Windy as Sweetwater is, there are places further north in the Great Plains which are more suitable for wind farming. Some 250 miles away, Mr Pickens is building what is described as the world's largest wind farm.
He has pumped $2 billion into the project so far, buying nearly 700 wind turbines from General Electric (GE) and he will spend another $10 billion on the project before it starts generating electricity sometime in 2011. Filling the Great Plains with wind turbines to produce electricity is only half of the Pickens Plan. He wants to see America's petrol imports cut back as well by converting cars to run on natural gas. At present most of America's natural gas is used to produce electricity. Generate electricity from the wind and that can be diverted so that as many as a third of the vehicles will be running on natural gas within only a few years, he says.
America's big environmental organisations have become huge supporters of the Pickens Plan. "I will be in the front row of the chorus cheering him on," said Carl Pope, executive director of the environmental group, the Sierra Club.
Wind currently provides only about 1 per cent of America's electricity, but by 2020 that figure is expected to rise to 15 per cent or higher with environmental organisations pushing hard for government investment in a new electricity grid to take the energy from the sparsely populated plains to the large urban areas. The sanctimonious preaching of the green movement has been embraced as a real business opportunity, with GE alone expected to sell $6 billion-worth of turbines this year in America.
As the world burns through some 31 billion barrels of oil, six billion tonnes of coal and 100 trillion cubic feet of natural gas this year, producing around 30 billion tonnes of carbon dioxide, the concerns about climate change are having an impact even in Texas.
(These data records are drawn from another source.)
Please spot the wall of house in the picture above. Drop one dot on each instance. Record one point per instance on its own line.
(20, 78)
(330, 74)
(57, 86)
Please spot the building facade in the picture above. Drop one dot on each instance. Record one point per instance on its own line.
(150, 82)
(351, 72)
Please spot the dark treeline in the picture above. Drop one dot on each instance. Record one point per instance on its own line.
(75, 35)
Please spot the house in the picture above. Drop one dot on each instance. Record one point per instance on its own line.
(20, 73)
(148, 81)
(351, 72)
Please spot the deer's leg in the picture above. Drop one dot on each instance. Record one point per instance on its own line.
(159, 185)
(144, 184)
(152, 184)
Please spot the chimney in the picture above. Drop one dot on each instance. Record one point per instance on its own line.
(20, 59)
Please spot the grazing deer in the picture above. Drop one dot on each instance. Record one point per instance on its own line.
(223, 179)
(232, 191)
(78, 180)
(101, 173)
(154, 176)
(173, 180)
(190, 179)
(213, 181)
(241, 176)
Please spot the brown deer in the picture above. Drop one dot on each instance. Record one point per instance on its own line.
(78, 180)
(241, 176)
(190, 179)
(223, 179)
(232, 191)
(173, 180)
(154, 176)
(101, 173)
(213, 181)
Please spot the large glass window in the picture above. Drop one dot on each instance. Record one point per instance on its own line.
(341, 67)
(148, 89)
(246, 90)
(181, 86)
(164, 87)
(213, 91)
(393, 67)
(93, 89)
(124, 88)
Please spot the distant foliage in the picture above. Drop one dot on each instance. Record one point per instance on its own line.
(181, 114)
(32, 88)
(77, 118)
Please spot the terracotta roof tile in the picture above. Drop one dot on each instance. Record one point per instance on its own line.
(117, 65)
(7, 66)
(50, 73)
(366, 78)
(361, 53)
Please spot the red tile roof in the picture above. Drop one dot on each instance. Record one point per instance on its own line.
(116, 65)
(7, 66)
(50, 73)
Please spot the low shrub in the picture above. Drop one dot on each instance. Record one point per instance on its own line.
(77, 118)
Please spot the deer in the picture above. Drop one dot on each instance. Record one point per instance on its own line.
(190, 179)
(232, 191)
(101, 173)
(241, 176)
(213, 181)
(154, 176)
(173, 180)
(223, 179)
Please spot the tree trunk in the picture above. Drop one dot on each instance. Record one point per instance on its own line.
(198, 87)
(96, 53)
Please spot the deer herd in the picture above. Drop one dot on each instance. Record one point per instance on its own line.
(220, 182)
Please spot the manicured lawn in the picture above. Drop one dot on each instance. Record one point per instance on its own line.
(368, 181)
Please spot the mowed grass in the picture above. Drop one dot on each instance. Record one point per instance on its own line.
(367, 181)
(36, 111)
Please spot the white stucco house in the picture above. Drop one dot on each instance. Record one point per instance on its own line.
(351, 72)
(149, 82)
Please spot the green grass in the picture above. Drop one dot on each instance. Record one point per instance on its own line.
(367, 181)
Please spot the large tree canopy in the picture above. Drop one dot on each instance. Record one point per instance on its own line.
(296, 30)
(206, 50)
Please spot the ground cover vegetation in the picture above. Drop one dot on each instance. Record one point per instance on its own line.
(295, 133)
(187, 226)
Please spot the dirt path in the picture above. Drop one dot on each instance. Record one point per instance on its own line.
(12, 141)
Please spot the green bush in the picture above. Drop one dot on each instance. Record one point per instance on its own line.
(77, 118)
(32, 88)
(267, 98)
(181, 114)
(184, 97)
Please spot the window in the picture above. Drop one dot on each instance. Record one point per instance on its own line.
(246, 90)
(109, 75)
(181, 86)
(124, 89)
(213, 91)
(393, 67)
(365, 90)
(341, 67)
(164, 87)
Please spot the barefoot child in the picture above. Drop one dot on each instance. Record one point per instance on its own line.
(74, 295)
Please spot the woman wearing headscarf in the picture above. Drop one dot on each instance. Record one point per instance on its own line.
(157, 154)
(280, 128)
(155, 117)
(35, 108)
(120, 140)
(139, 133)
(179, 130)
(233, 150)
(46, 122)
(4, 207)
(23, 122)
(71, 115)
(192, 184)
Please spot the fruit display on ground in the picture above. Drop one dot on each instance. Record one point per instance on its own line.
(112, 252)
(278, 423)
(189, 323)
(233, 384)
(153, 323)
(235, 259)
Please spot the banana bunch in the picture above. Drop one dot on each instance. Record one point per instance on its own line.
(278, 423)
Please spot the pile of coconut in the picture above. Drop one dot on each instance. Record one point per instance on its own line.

A farmer who gives up a quarter of an acre to a wind farm can earn $10,000 a year from it – some 3 per cent of the value of the electricity it produces. If he planted corn for ethanol he would earn $300.
The oil men-turned-wind farmers see the consequences of climate change on their televisions like anyone else and the alarm has already gone out about declining yields of crops such as wheat and corn as water supplies needed for irrigation dwindle.
Mr Pickens is now setting about getting support from people who may despise his conservative political views.
"This is not about Republicans versus Democrats," he said. "This is about saving our country from the ruination of spending $700 billion a year on oil imports. Ninety days after the oil hits our shores, it's all burnt up, and we've got nothing to show for it. But they [foreign oil producers] still have our money. It's killing our economy."
Mr Pickens considered running for governor of Texas twice but says he is unsuited for political leadership. But he has emerged as one of the country's leading philanthropists in recent years and made one of the largest individual donations to the Hurricane Katrina relief effort.
On a recent tour of his Mesa Vista Ranch for journalists, Mr Pickens was dressed in an army-green hunting jacket with fluorescent orange patches.
He raised a shotgun to his shoulder and blasted a clay pigeon as it shot skyward. He then gave a tour of his spread with its seven miles of lakes and artificial streams.
There is a mansion and an equally big hunting lodge, two gyms (he is a fitness freak) and rare deer, quail, elk, turkeys and antelope roam the land. And as he led his guests from room to room on his vast estate, his main preoccupation was turning out the lights.